Oil prices climbed Thursday as hopes for easing tensions between Iran and the United States faded, sending shockwaves through global energy and financial markets.
Futures for Brent crude, the international benchmark, rose nearly 2% to surpass $104 per barrel after Tehran denied reports of ongoing negotiations with Washington. The increase reversed earlier declines driven by speculation of a possible diplomatic breakthrough.
Iranian Foreign Minister Abbas Araghchi said in remarks aired on state media that Tehran is not engaged in direct discussions with the United States and has “no intention of negotiating for now.”
The comments undercut optimism sparked a day earlier when reports suggested US President Donald Trump had proposed a multi-point plan to end the conflict.
In response, White House Press Secretary Karoline Leavitt warned Iran would face stronger military consequences if it failed to accept defeat, signaling a continued hardline stance from Washington.

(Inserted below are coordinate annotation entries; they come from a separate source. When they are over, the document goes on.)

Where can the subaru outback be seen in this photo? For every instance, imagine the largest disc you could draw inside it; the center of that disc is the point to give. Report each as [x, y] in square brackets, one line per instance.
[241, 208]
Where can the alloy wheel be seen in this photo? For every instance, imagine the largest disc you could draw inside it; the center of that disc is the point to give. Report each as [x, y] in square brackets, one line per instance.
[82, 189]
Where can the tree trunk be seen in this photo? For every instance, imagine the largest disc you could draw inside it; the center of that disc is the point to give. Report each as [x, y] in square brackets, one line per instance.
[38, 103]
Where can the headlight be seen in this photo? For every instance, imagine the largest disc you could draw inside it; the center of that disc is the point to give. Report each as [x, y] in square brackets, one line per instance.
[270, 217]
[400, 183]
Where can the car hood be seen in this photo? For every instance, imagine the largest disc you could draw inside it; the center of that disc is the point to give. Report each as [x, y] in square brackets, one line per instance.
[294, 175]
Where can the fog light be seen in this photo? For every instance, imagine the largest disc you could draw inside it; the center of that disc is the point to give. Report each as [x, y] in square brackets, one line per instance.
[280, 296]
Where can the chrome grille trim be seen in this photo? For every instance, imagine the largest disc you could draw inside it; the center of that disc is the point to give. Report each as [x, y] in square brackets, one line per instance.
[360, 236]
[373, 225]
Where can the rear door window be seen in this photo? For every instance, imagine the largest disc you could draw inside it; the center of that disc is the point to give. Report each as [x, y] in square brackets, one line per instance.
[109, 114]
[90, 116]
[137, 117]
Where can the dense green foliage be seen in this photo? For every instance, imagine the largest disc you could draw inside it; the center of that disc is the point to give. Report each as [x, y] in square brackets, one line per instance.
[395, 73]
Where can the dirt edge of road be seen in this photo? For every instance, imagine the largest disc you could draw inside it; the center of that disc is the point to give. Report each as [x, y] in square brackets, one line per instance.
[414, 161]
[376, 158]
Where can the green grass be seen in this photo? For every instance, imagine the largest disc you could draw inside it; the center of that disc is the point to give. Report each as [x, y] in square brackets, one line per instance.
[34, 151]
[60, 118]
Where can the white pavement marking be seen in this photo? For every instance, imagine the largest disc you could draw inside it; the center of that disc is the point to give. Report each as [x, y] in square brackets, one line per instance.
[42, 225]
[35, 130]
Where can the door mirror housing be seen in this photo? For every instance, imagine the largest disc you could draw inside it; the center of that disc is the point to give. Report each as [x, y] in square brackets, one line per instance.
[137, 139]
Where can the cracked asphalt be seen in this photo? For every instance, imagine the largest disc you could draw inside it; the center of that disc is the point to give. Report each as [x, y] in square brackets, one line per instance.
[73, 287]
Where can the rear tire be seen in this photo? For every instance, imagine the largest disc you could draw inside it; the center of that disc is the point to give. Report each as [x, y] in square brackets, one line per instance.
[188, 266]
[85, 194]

At the center of the market’s concerns is the Strait of Hormuz, a critical route that carries roughly one-fifth of the world’s oil supply. Iran’s effective disruption of traffic through the strait, along with attacks on regional energy infrastructure, has sharply reduced shipments.
According to maritime intelligence firm Windward, only four vessels transited the strait on Tuesday, a dramatic drop from the pre-conflict daily average of about 120 ships.
Oil prices have surged more than 40% since late February, when US and Israeli strikes on Iran triggered the current escalation. The supply shock has forced several countries to introduce fuel rationing and energy-saving measures.
Efforts to stabilize the market have included coordinated releases from emergency reserves by members of the International Energy Agency, though analysts say such measures offer only temporary relief.
Financial markets reflected the heightened uncertainty. Asian equities declined, with Japan’s Nikkei 225, South Korea’s KOSPI, and Hong Kong’s Hang Seng Index all opening lower.
Analysts say oil prices are likely to remain volatile until shipping through the Strait of Hormuz resumes at normal levels. While Iran has stated that vessels not aligned with its adversaries may pass, actual traffic remains severely constrained.